Sorry about the meta-soliloquy, but to clarify.

I started out by saying that you have to test your ideas about AGI and then
you have to accept the results of your tests. But I realized those tests
cannot be fully defined in any detail beforehand. So using the example of
my planned project, I pointed out that if 5 months goes by and I did not
even start it, then that would be an indication that I did not really have
it figured out very well (unless there was a dramatic change in my life
which prevented me from working on it.) And if I started in on the project
but was not able to show that it even seemed to work after a year then that
would be an indication that I did not have it figured out. Yes you should
give an experimenter some leeway, but if he keeps kicking the can down the
road year after year then questions about the credibility about his claims
cannot be ignored. I also recognized that going through a trial and error
method of testing functions that you think would be needed is an important
step of the scientific method. I was just saying that you also need to test
simplified models of the essential qualities of the proposed project as
those kinds of tests became feasible. This is also an essential part of the
scientific method.  I pointed out that the program that I am going to work
on would be limited because AGI is something that is still on the frontier
of science, and I mentioned that some people would not be impressed with
anything that was so limited.  But other enthusiasts might be interested if
you could actually get your program to do something that seemed intelligent
near to or beyond what other people have already done.

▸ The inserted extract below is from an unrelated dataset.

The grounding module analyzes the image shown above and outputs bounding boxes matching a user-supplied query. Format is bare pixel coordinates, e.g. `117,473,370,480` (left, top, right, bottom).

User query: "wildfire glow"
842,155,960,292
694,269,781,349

I gave my planned project a classification label. I called it AGi where the
lower case "i" represented the idea that it would be limited.  I realized
that I needed to define some ways that I could actually define the results
of my experiments since I was saying that you had to accept the results of
your experiments.  I don't think that anything is absolutely falsifiable
but I do believe that there are ways we can gather empirical evidence on
how well our ideas work if we are willing to make that effort.  I have made
the claim that my program should be able to learn a rudimentary human-like
language.  This would be pretty easy for some enthusiasts to accept if it
actually occurred.  As I thought about what kind of tests I could use to
collect evidence if I was on the right track (or on a good track) I came up
with an insight about language that I now recognize is an objective which I
think is obviously correlated with some of the fundamental qualities of
intelligence.  I have often said that concepts can play different roles in
combination with other concepts. This theory can be extended to the use of
word-based representations of concepts.  I then thought of the simple
language (that I would want my program to learn) in terms of creating
relations between words as if this were occurring in a kind of simple
database program.  I realized that a very simple database instruction
language would not qualify as a simplified human-like language because
words in human languages play different kinds of roles.  For example, in a
simple database instruction language you might create a classification for
a record and then create definitions for each of the fields used in the
record.  With a human language your words can, to give a simple and obvious
example, be used in sentences that instruct someone to make a new category
and a new definition of a record and so on.  So human languages include the
ability to create new codes that can actually be used to motivate someone
to change the way he thinks about something.  I felt that this idea might
work as a definition for a minimal human-like language.  So I came up with
the insight that words should be able to invoke new ways of defining and
classifying the operations of a database on the collection of ideas that it
learned about.  For example, the language should not be defined to rely
only on special instruction keywords to define a new category of records
(in this database metaphor).  Words should be able to invoke procedural
modifications as well as simply add declarative values. So the same words
(or phrases or sentences) which have a declarative value can be used to
invoke a procedural action without relying on a pre-designated keyword that
is only used to represent an operation of the database.

There was some discussion about the difference between declarative and
procedural knowledge in the old days of AI, but I suspect that the concept
became bogged down in the traditional model of computer programming which
makes strong distinctions between data that refers to a procedure and data
that refers to a function call.

So I defined an objective which may be tested (or at least examined if I
start testing the AGi program I have in mind.)  A human-like language has
the ability to induce a novel encoding of symbols powerful enough to invoke
new ways of thinking about something.  This objective can be constructed to
be so simple that it could even be tested using a carefully designed test
where the abstract nature of the idea can be tested in a controlled
environment. So even if my program did not work, I could fall back on the
essential idea (of the objective) and work on that.

This idea makes a great deal of sense.  We want an AGI program to be able
to act on language in just this way.  Now perhaps there are other qualities
of intelligence that I haven’t thought of.  But in trying to design a
presentation in which I defined a method to test my progress on my project
I have managed to put certain ideas together in a slightly novel way which
I feel goes to the heart of what we think intelligence should be.  Because
I chose to take this route I serendipitously discovered a way that this
could be constructed in a highly controlled abstract test. If my
impressions are right about this it should be easy to demonstrate the
basics of how they work in my AGi program (even though that program would
be limited).  I hope this makes sense to someone.